Each time someone in your immediate vision or in some report you have read acts out on anger, you are reminded of the bond you share with so many of your species, seeing them in some of their performances as something that is no stranger to you in potential. Even strange cultists and political nut cases haunt you as being a reminder of what you could become were you not in some more severe process of editorial guidance. Since your own view of yourself calls out anger as a motivating force, you readily admit not only to its presence within you but of having to put forth considerable effort toward the goal of managing it.

When you speak these days of managing anger, in essence you mean acknowledging its presence, sometimes with a mere nod of recognition, as though you were of two different social strata in a large high school, then looking for a way to laugh the anger back into the shadowy sidelines where you believe it belongs. In that sense, anger is like fire; it can be a useful tool, providing energy and focus, or it can become destructive in the extreme. You can often control your anger with humor, but it is unlikely you will be able to laugh off fire. Thus the damaging effects of anger, a person-centered energy, and fire, a sometimes-neutral-but-often-man-made energy are noted along with the need to be aware of their inflammatory potential.

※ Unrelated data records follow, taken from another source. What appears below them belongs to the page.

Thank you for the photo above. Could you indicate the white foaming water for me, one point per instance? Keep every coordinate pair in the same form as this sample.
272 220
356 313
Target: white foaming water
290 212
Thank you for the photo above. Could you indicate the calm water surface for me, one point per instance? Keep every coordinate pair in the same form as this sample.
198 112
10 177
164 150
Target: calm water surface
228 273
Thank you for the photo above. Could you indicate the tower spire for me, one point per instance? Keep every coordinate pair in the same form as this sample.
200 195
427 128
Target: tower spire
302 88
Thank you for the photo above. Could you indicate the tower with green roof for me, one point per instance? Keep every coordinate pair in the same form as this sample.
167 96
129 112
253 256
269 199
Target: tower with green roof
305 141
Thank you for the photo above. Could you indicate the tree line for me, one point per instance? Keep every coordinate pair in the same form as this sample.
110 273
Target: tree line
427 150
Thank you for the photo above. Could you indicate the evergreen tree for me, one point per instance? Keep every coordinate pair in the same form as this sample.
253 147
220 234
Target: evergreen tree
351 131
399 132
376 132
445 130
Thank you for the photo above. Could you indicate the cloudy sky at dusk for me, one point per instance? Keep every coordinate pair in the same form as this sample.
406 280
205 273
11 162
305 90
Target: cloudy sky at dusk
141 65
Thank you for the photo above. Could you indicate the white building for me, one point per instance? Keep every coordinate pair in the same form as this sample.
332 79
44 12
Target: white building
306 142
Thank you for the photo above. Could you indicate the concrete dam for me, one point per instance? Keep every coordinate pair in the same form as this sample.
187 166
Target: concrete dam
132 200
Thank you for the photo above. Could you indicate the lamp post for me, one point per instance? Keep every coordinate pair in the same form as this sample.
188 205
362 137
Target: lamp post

When you are angry enough to act out, you are no longer the steady, more ordinary you. As you act out, you begin a precarious journey that moves you away from everyday behavior. Anger is not the only path away from everyday behavior; any concentrated pursuit or study is yet another. The more a person pursues his or her craft or discipline, the more pronounced that person's individuality becomes; he or she is actively stepping away from mainstream behavior, thought, modes of execution. The reason for this is simple enough: the more we enter our discipline, the more we acquire individuality of voice and the muscle memory required to implement that voice.

There were times when you strove to achieve uniformity, which is to say a greater connection to acceptable paradigms of behavior, intelligence, response, social characteristics, and even empathy. That didn't work either in your social dealings or in your attempts to achieve greater reach and skill with your writing, your intellectual range, your thinking processes, and your opinions, all of which inhere in your voice and your vision.

You can mercifully see connections between your appetites, goals, behavior, and visions and those of others, yet you tip over toward being more like you than most statistical N samplings variously described as "Them." You are a part of "Them" but you are also the drop of water who recognizes his relationship to the ocean.

Your best chances are with you being you. The consequences may just be all the things you long for.